Deux stratégies de conservation complémentaires

Pour préserver le peuplier noir, des programmes de conservation ont été engagés au niveau national et européen. Les objectifs sont de conserver la variabilité actuelle et de préserver au mieux les adaptations locales. L’Inra d’Orléans, qui mène des études sur le peuplier depuis les années 70, coordonne le programme français.

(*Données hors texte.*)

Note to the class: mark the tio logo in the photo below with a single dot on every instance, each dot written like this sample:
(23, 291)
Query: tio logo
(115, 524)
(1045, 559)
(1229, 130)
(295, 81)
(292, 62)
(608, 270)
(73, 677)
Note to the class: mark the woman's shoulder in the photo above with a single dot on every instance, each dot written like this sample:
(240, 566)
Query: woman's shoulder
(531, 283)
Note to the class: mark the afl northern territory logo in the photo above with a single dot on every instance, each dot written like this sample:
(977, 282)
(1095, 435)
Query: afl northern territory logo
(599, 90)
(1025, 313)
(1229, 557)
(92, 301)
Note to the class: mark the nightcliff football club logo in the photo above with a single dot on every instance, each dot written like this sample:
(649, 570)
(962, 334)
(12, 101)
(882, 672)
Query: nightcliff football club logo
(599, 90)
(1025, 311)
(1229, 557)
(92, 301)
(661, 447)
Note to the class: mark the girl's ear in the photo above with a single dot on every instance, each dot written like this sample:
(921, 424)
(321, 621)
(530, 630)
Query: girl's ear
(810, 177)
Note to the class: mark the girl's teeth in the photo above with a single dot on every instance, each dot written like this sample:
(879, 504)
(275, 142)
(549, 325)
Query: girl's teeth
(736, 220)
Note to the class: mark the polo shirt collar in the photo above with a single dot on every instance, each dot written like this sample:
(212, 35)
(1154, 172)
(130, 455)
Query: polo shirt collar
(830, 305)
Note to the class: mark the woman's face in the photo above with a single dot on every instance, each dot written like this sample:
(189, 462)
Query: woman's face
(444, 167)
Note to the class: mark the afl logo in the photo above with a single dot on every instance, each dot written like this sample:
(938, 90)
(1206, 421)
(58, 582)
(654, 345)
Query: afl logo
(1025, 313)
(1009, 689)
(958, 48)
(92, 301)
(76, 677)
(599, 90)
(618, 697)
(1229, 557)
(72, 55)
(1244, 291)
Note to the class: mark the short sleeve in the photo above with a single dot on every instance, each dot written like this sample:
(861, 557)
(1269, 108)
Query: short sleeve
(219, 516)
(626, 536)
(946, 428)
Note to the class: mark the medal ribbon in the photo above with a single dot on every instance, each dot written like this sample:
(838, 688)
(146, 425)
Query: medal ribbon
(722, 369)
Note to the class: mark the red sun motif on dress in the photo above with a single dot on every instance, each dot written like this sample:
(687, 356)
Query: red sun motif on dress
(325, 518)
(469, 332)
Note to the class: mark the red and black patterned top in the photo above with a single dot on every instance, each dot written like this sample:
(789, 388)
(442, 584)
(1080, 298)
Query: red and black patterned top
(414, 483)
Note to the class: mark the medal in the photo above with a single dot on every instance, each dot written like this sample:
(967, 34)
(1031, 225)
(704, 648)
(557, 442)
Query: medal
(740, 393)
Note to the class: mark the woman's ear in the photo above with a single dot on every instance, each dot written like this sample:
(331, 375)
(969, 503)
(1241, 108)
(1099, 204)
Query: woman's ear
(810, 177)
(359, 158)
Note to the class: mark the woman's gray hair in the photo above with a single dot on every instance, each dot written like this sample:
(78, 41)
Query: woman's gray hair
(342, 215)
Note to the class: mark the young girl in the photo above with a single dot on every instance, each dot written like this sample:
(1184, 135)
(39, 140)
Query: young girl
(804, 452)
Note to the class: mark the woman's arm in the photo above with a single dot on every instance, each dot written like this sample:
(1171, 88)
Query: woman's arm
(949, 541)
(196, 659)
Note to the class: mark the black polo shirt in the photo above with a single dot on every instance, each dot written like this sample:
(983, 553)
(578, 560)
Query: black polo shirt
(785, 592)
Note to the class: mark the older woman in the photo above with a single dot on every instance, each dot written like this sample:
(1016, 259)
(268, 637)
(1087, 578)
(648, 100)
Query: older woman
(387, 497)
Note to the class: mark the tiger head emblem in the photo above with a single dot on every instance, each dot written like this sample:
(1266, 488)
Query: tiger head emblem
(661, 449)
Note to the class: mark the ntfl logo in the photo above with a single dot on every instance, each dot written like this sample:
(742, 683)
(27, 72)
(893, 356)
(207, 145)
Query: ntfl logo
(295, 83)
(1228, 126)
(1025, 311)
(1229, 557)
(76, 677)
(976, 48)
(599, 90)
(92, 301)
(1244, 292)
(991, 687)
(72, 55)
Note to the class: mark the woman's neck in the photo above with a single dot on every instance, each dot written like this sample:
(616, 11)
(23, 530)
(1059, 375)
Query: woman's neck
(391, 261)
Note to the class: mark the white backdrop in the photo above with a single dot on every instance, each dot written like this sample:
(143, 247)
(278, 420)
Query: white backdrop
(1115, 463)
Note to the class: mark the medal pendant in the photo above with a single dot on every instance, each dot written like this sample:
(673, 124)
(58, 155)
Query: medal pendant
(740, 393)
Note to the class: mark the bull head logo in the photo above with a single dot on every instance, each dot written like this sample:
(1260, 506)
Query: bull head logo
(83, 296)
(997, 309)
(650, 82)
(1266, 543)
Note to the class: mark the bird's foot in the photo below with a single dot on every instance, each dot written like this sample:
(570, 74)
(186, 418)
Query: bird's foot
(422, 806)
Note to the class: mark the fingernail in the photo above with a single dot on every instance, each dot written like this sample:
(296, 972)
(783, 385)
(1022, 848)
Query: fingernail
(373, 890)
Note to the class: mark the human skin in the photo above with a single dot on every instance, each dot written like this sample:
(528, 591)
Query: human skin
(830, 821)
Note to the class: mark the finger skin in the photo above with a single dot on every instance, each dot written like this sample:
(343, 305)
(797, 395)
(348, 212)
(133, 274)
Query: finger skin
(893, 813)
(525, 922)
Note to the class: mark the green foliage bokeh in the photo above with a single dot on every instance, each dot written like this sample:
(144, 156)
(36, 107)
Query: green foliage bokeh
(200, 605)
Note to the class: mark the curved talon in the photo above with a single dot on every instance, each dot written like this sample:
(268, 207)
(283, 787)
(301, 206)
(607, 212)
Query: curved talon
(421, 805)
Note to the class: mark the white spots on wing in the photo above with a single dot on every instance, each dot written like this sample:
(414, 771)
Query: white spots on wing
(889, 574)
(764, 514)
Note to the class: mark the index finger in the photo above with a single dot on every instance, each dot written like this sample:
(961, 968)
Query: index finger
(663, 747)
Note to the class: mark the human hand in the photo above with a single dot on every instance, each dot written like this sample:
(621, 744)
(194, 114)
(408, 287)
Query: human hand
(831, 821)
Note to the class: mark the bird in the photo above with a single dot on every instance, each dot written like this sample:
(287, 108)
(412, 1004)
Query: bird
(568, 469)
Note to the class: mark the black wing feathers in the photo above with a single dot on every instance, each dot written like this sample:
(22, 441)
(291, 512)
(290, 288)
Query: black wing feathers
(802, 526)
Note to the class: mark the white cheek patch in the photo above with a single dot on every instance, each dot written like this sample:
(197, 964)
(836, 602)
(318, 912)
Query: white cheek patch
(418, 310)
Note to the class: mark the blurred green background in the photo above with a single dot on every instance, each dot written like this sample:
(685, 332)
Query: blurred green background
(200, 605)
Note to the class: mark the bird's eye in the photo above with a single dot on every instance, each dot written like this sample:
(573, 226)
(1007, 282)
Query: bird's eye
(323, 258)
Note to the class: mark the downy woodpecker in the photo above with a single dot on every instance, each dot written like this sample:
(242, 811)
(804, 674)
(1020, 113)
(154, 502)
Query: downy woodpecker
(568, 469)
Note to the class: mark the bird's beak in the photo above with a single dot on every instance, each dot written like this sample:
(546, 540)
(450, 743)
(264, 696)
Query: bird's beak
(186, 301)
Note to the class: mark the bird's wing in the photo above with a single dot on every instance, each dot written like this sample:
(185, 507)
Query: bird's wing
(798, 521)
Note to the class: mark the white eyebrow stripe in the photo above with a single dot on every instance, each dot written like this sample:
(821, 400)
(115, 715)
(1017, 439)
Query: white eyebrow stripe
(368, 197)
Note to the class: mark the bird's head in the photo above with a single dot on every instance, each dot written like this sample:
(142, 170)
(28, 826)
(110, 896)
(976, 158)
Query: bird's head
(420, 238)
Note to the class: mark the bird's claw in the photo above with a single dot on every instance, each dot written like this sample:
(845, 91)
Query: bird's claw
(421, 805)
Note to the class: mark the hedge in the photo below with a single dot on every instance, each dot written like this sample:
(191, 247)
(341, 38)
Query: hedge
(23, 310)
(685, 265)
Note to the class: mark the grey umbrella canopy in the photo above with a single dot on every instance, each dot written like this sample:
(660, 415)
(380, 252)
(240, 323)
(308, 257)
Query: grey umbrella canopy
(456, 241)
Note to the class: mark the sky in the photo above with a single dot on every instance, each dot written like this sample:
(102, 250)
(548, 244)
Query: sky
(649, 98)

D’une part, les chercheurs de l’Inra ont établi une collection de 350 peupliers noirs représentatifs de la diversité française. Cette collection « ex situ » est gérée par la pépinière forestière de l’Etat du Ministère de l’Agriculture située à Guéméné-Penfao (Loire-Atlantique). Cette collection est en cours d’évaluation par des caractères adaptatifs (surface foliaire, architecture, débourrement végétatif…).
D’autre part, pour maintenir le potentiel d’adaptation, il est essentiel de conserver des populations dans leur milieu d’origine (conservation dynamique « in situ »). Pour cela, les chercheurs de l’Inra ont établi une collaboration originale avec un réseau de 12 réserves naturelles qui acceptent de prendre en compte spécifiquement le peuplier noir dans leur gestion.

Le projet ‘POPLOIRE’

Une étude couplant inventaire, étude de diversité génétique et actions de communication concerne actuellement l’ensemble du lit mineur de la Loire. Treize sites sont particulièrement étudiés, comme la réserve naturelle de St Mesmin (en aval d’Orléans), récemment référencée ‘ISS’ (Site d’étude prioritaire) du réseau d’excellence européen Evoltree.

Ce projet Loire se situe dans un contexte national qui comprend également des travaux sur de très nombreux fleuves et rivières, sur les bassins versants du Rhin, du Rhône, de la Seine et de l’Adour. Ce programme national bénéficie de subventions de la Région Centre, des ministères de l’Agriculture et de l’Ecologie et de l’Union européenne.